Which brings me to the end by bringing me back to the beginning: What has been revealed over these last months is a lack of principle. Or, I guess to be completely accurate, I should say there is a principle, but it is not a moral one or an ethical one and it does not focus on ending the war or undoing the assaults on the Constitution, on the rule of law, and on human decency. It is, rather, a political one and the principle is elect Democrats. That's what all the posturing is about. That's why the Dimcrats were willing to pass "antiwar" legislation they knew would be vetoed only to refuse to stand by it when it was: They wanted to look like they were trying to end the war without having to take any political risk to do it.
I said it in March (more than once), I said it in August, I said it in October, I will say it again now: The Democrats are not serious about ending the war, they are not serious about opposing Bush. What they are serious about is positioning for the 2008 elections and who gives a damn about the lives, American (and allied) and even more Iraqi, ruined in the meantime.

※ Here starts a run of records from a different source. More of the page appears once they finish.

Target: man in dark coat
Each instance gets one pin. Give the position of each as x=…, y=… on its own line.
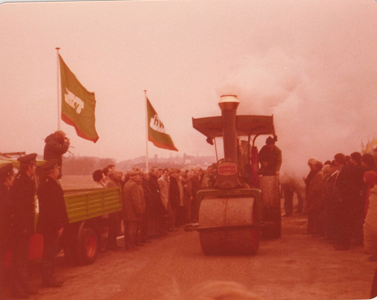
x=270, y=158
x=6, y=181
x=133, y=208
x=174, y=197
x=158, y=211
x=343, y=216
x=56, y=145
x=23, y=210
x=52, y=220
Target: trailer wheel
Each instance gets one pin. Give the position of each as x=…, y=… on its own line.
x=70, y=255
x=232, y=241
x=88, y=246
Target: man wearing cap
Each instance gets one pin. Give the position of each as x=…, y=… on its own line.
x=133, y=208
x=22, y=197
x=270, y=158
x=6, y=181
x=56, y=145
x=52, y=220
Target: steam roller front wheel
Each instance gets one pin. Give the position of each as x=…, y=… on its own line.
x=227, y=226
x=229, y=241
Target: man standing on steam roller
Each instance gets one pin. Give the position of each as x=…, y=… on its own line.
x=270, y=158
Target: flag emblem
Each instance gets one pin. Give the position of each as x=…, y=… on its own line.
x=156, y=130
x=78, y=105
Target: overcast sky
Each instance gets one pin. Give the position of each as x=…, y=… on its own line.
x=310, y=63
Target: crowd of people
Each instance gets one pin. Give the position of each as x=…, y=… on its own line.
x=154, y=202
x=17, y=200
x=340, y=200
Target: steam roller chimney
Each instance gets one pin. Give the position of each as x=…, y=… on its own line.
x=229, y=105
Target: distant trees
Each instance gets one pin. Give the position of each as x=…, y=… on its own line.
x=84, y=165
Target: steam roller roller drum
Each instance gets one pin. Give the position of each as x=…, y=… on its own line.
x=227, y=226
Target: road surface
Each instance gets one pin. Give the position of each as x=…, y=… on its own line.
x=297, y=266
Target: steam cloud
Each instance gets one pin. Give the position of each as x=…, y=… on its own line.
x=319, y=110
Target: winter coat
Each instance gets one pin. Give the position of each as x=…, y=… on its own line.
x=133, y=201
x=52, y=209
x=23, y=210
x=315, y=192
x=54, y=149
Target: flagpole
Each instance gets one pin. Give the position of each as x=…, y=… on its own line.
x=57, y=49
x=146, y=131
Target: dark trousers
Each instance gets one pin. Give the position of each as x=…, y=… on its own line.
x=49, y=258
x=343, y=224
x=3, y=250
x=131, y=233
x=19, y=261
x=288, y=200
x=114, y=225
x=144, y=227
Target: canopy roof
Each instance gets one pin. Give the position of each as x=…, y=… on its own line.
x=252, y=125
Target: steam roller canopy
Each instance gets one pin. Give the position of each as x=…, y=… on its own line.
x=227, y=225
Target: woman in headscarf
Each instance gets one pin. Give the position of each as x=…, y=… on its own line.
x=370, y=223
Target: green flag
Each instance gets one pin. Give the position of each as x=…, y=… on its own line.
x=78, y=105
x=156, y=130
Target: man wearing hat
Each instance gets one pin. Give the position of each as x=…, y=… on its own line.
x=22, y=197
x=270, y=158
x=52, y=220
x=6, y=181
x=56, y=145
x=133, y=208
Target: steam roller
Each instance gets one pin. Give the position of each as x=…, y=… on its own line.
x=230, y=213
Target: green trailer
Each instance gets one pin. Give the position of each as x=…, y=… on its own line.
x=87, y=210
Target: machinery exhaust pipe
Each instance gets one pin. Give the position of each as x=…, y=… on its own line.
x=229, y=105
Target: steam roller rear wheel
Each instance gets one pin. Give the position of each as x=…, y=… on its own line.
x=243, y=241
x=227, y=226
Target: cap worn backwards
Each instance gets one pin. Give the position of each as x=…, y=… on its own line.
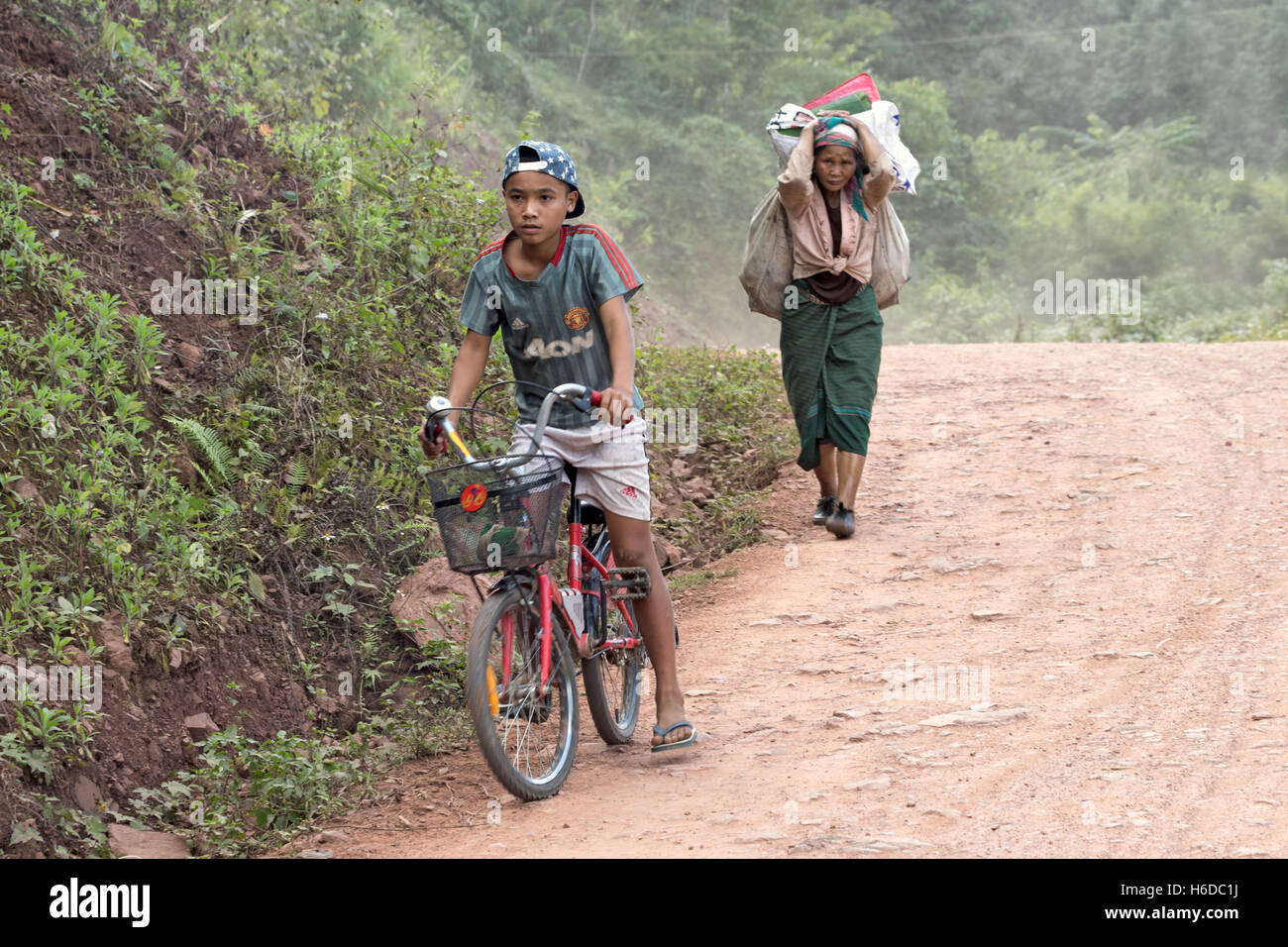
x=548, y=158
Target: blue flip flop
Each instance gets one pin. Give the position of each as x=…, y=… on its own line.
x=678, y=744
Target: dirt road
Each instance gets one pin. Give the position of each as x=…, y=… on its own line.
x=1061, y=629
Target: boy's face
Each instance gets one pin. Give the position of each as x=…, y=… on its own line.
x=537, y=205
x=833, y=166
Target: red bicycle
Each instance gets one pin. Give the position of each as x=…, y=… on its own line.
x=503, y=513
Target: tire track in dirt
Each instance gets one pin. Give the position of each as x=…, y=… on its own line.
x=1069, y=519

It goes beyond the war. Surely, a big reason for the failures, backtracking, and wimping out by the Dumcrats on wiretapping and similar issues is a crawling fear that ooh, some GOPper might call them bad names in the fall, so better to let Shrub run riot than risk being labeled "soft on national security." And David Swanson of AfterDowningStreet.org (and several other outfits), writing in the November/December issue of The Humanist, after noting that polls show clear majorities of Americans favor impeachment of both Bush and Cheney (and this is, of course, before hearings that would focus attention on their offenses), writes
the Democratic leadership in Congress believes it to be of the utmost importance to keep Bush and Cheney around, the theory being that this will help Democrats in the November 2008 elections.I'm not so sure about that, since I can't imagine that having the GOPpers being viewed as a party of crooked, reactionary, lying, slimebuckets (in short, fairly) would not be helpful to Pelosi-Reid, Inc. On the other hand, I would not be the first to have a suspicion that among the reasons that the Dummycrats have not challenged Bush with true rigor is that they actually would not mind having those same powers in the hands of one of their own and would willingly embrace the precedent when the opportunity arises - and therefore want to be very cautious about impugning it. Certainly the lack of both moral principles and ethical backbone they have shown thus far on some of the central issues of our time generates no degree of doubt on that score. And if you would still deny even the possibility, remember that this is the party that has declared impeachment is "off the table" but additional power for the Executive and additional blood money for occupation and death is very much on it and ask yourself again.